Tomando aire, Mike cerró los ojos fuertemente y trató de concentrarse. Eric vio en él un inevitable gesto de su tía, en los primeros tiempos, cuando intentaba transformarse ella misma. Ahora que lo pensaba, tal vez sus poderes tenían la misma raíz, de alguna manera. Casi podía sentirle repitiendo para sus adentros "cambia, cambia, cambia." Tenía los párpados apretados, una línea se dibujaba entre sus cejas. "Cambia, cambia, cambia."
-Ya está, Mike, es suficiente.- le dijo. Estaba empezando a temerse que le había forzado demasiado.

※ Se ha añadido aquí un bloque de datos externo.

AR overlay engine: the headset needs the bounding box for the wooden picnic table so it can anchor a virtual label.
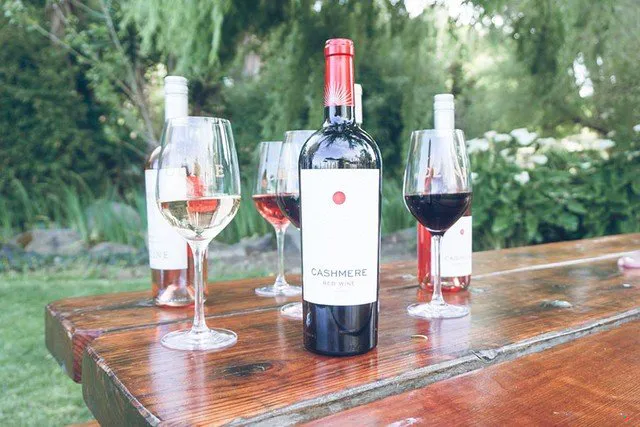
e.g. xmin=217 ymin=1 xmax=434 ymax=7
xmin=46 ymin=233 xmax=640 ymax=425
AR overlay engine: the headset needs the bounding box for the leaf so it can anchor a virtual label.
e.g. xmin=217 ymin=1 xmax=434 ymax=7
xmin=566 ymin=200 xmax=587 ymax=215
xmin=491 ymin=213 xmax=512 ymax=235
xmin=525 ymin=213 xmax=539 ymax=240
xmin=557 ymin=212 xmax=579 ymax=232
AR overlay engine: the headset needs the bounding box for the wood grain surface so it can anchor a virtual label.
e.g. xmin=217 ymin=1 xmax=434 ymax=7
xmin=309 ymin=320 xmax=640 ymax=426
xmin=46 ymin=233 xmax=640 ymax=382
xmin=81 ymin=252 xmax=640 ymax=425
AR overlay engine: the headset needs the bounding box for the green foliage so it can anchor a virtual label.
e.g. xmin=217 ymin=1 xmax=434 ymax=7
xmin=2 ymin=0 xmax=639 ymax=249
xmin=471 ymin=130 xmax=640 ymax=250
xmin=474 ymin=0 xmax=640 ymax=141
xmin=381 ymin=179 xmax=414 ymax=234
xmin=217 ymin=185 xmax=271 ymax=243
xmin=0 ymin=13 xmax=98 ymax=227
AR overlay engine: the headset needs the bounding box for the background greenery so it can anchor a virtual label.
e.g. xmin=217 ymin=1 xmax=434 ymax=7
xmin=2 ymin=0 xmax=639 ymax=250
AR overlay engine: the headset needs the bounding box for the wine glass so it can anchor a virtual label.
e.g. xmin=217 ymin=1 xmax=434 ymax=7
xmin=252 ymin=141 xmax=301 ymax=297
xmin=276 ymin=130 xmax=315 ymax=319
xmin=156 ymin=116 xmax=241 ymax=350
xmin=403 ymin=129 xmax=472 ymax=319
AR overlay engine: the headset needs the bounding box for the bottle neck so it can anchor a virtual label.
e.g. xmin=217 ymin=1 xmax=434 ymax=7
xmin=324 ymin=105 xmax=355 ymax=124
xmin=324 ymin=53 xmax=355 ymax=125
xmin=434 ymin=108 xmax=454 ymax=130
xmin=164 ymin=92 xmax=188 ymax=121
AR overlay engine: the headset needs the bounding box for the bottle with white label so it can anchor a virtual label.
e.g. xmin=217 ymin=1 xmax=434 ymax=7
xmin=146 ymin=76 xmax=207 ymax=307
xmin=417 ymin=94 xmax=472 ymax=292
xmin=299 ymin=39 xmax=381 ymax=356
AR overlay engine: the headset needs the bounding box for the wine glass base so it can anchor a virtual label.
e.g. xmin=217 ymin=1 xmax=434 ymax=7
xmin=255 ymin=284 xmax=302 ymax=297
xmin=280 ymin=302 xmax=302 ymax=320
xmin=161 ymin=327 xmax=237 ymax=351
xmin=407 ymin=302 xmax=469 ymax=319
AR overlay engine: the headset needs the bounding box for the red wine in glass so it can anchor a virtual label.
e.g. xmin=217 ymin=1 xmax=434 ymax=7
xmin=405 ymin=193 xmax=472 ymax=234
xmin=276 ymin=193 xmax=301 ymax=228
xmin=403 ymin=124 xmax=472 ymax=319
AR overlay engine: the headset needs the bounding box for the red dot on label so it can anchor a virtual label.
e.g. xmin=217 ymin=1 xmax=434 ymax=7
xmin=333 ymin=191 xmax=346 ymax=205
xmin=460 ymin=229 xmax=465 ymax=235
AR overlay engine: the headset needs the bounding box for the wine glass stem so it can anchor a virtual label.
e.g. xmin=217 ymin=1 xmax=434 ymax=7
xmin=188 ymin=241 xmax=208 ymax=334
xmin=431 ymin=234 xmax=445 ymax=306
xmin=274 ymin=225 xmax=287 ymax=289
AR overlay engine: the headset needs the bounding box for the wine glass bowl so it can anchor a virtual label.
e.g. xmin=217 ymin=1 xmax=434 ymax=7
xmin=156 ymin=116 xmax=241 ymax=351
xmin=276 ymin=130 xmax=314 ymax=319
xmin=404 ymin=129 xmax=472 ymax=319
xmin=252 ymin=141 xmax=301 ymax=298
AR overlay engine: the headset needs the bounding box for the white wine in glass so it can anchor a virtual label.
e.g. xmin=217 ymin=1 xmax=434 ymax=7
xmin=156 ymin=116 xmax=241 ymax=351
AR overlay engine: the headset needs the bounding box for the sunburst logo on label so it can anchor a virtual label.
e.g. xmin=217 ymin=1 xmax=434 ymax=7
xmin=324 ymin=82 xmax=353 ymax=106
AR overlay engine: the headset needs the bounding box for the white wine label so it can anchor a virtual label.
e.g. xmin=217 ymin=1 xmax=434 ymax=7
xmin=145 ymin=169 xmax=188 ymax=270
xmin=440 ymin=215 xmax=472 ymax=277
xmin=300 ymin=169 xmax=380 ymax=306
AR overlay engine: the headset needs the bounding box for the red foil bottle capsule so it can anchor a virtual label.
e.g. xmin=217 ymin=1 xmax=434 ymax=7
xmin=324 ymin=38 xmax=355 ymax=108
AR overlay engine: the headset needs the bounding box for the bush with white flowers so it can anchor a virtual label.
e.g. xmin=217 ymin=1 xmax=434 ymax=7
xmin=468 ymin=128 xmax=639 ymax=250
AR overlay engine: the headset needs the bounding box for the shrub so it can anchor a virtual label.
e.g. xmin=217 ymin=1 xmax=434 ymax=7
xmin=470 ymin=129 xmax=640 ymax=250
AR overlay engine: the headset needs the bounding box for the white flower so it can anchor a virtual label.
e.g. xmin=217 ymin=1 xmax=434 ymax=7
xmin=517 ymin=146 xmax=536 ymax=155
xmin=471 ymin=172 xmax=479 ymax=183
xmin=536 ymin=137 xmax=558 ymax=152
xmin=510 ymin=128 xmax=538 ymax=146
xmin=580 ymin=162 xmax=592 ymax=169
xmin=597 ymin=139 xmax=615 ymax=150
xmin=560 ymin=139 xmax=584 ymax=152
xmin=514 ymin=171 xmax=530 ymax=185
xmin=494 ymin=133 xmax=512 ymax=143
xmin=467 ymin=138 xmax=490 ymax=153
xmin=569 ymin=167 xmax=578 ymax=175
xmin=537 ymin=137 xmax=557 ymax=147
xmin=530 ymin=154 xmax=548 ymax=165
xmin=515 ymin=146 xmax=536 ymax=169
xmin=633 ymin=124 xmax=640 ymax=132
xmin=484 ymin=130 xmax=497 ymax=139
xmin=500 ymin=148 xmax=512 ymax=160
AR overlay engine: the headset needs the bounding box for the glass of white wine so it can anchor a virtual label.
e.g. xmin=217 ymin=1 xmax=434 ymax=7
xmin=156 ymin=116 xmax=241 ymax=351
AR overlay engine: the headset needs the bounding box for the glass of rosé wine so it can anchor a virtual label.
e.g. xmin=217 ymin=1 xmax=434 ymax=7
xmin=253 ymin=141 xmax=301 ymax=297
xmin=156 ymin=116 xmax=241 ymax=351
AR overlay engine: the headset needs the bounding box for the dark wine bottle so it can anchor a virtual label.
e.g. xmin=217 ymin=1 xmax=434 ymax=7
xmin=299 ymin=39 xmax=382 ymax=356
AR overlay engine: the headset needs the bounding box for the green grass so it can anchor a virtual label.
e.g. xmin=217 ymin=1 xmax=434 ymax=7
xmin=0 ymin=264 xmax=268 ymax=426
xmin=0 ymin=271 xmax=147 ymax=426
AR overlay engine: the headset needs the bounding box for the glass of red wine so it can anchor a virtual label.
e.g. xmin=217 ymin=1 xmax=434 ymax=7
xmin=156 ymin=117 xmax=241 ymax=350
xmin=276 ymin=130 xmax=315 ymax=319
xmin=403 ymin=129 xmax=472 ymax=319
xmin=253 ymin=141 xmax=301 ymax=297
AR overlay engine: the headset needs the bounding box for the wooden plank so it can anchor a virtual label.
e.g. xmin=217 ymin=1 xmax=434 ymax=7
xmin=46 ymin=276 xmax=299 ymax=382
xmin=309 ymin=320 xmax=640 ymax=426
xmin=67 ymin=421 xmax=99 ymax=427
xmin=46 ymin=233 xmax=640 ymax=382
xmin=81 ymin=256 xmax=640 ymax=426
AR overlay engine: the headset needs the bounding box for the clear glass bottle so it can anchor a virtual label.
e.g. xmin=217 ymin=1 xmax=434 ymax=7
xmin=145 ymin=76 xmax=207 ymax=307
xmin=417 ymin=94 xmax=472 ymax=292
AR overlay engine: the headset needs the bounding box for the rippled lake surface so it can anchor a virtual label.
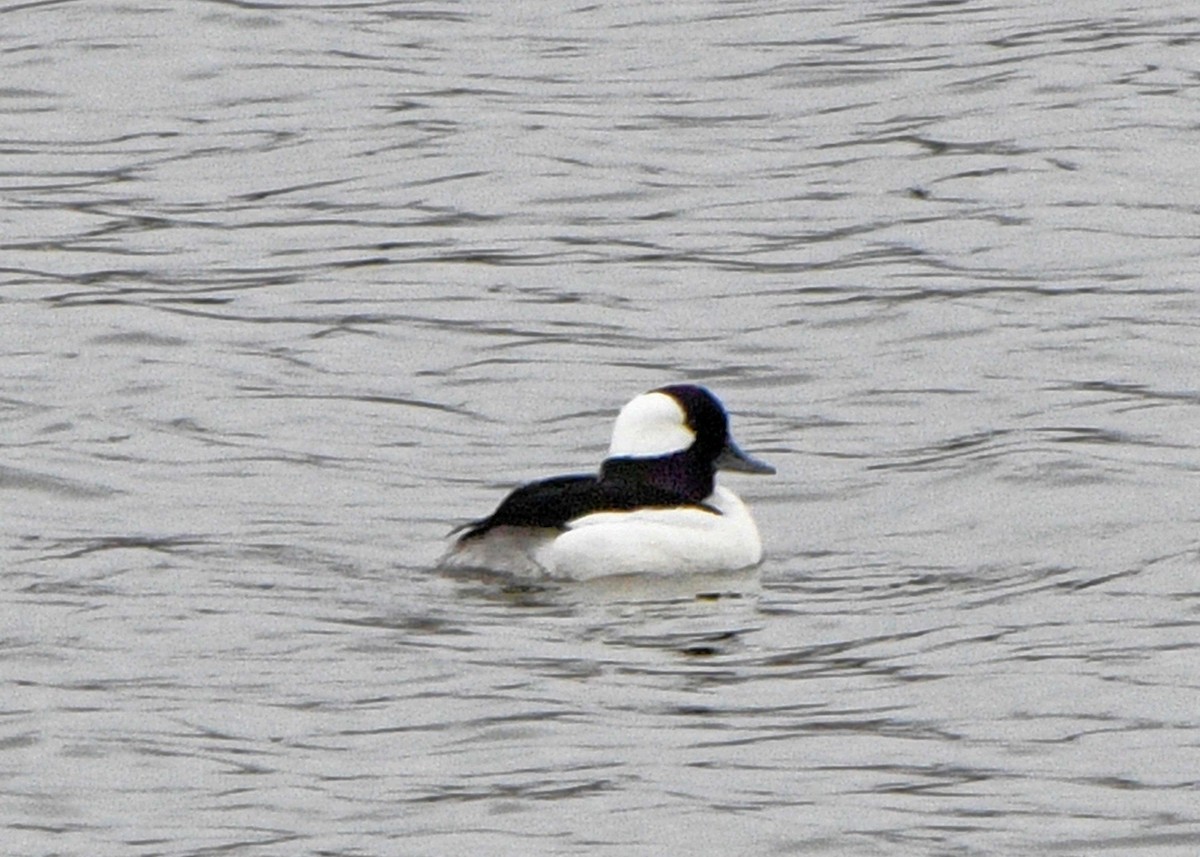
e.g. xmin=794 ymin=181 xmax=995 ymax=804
xmin=4 ymin=1 xmax=1200 ymax=854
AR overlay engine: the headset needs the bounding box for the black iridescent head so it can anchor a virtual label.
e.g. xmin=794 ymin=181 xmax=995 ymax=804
xmin=601 ymin=384 xmax=773 ymax=501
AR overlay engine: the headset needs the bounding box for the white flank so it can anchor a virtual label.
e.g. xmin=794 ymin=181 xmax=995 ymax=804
xmin=537 ymin=486 xmax=763 ymax=580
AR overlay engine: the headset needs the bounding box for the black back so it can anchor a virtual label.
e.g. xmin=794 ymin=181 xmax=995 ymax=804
xmin=452 ymin=472 xmax=716 ymax=541
xmin=453 ymin=385 xmax=731 ymax=541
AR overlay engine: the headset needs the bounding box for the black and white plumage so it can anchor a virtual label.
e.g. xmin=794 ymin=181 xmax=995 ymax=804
xmin=439 ymin=384 xmax=774 ymax=579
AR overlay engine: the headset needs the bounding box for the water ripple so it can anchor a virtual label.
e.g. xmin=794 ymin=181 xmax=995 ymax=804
xmin=4 ymin=1 xmax=1200 ymax=855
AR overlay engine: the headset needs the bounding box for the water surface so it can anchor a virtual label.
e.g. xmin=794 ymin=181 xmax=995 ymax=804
xmin=3 ymin=1 xmax=1200 ymax=854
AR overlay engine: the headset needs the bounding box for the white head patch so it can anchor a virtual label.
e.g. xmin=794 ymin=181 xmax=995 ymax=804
xmin=607 ymin=391 xmax=695 ymax=458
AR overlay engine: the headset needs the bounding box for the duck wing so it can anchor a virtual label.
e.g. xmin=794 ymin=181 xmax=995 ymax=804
xmin=452 ymin=474 xmax=712 ymax=540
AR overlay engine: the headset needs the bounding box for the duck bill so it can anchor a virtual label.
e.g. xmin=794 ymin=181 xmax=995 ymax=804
xmin=715 ymin=440 xmax=775 ymax=475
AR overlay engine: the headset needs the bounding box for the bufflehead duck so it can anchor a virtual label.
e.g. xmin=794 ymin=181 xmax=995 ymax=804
xmin=439 ymin=384 xmax=774 ymax=580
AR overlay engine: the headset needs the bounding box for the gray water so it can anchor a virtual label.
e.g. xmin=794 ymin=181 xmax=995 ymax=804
xmin=4 ymin=1 xmax=1200 ymax=854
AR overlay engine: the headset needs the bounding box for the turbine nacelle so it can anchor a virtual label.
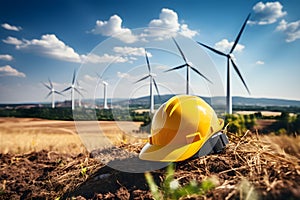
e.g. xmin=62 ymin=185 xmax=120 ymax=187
xmin=149 ymin=73 xmax=157 ymax=77
xmin=187 ymin=61 xmax=193 ymax=67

La expresión del niño no cambió. Ni siquiera parecía haberle escuchado.
-Ya está, Mike.
"Cambia, cambia, cambia."
-¡Basta!
El niño abrió los ojos asustado. Las palmas de sus manos se relajaron y de ellas emergió no el insecto rojo y redondo que había entrado, sino otro de alas más alargadas, de un tono purpúreo, que alzó el vuelo y se perdió en la lejanía. Eric se quedó mirando boquiabierto cómo se alejaba. Aquel insecto, aquella especie desconocida que Mike acababa de crear, era el principio de un gran plan. De un plan revolucionario.
-¿Lo he hecho bien?- preguntó el niño.
Eric no lograba encontrar las palabras. Había miles de ideas en su cabeza, ideas que se formaban al vuelo.
-¿Lo he hecho bien?
Finalmente consiguió asentir.
-Sí. Lo has hecho muy bien.- se sorprendió de lo ronca que sonaba su voz, de lo embargada por la emoción que parecía.- Ahora vámonos a casa. Seguro que Scott ya está allí.
Scott, de hecho, ya no importaba. No necesitaba ángeles caídos. El mesías de los mutantes ya estaba en sus manos. Y bajo sus enseñanzas.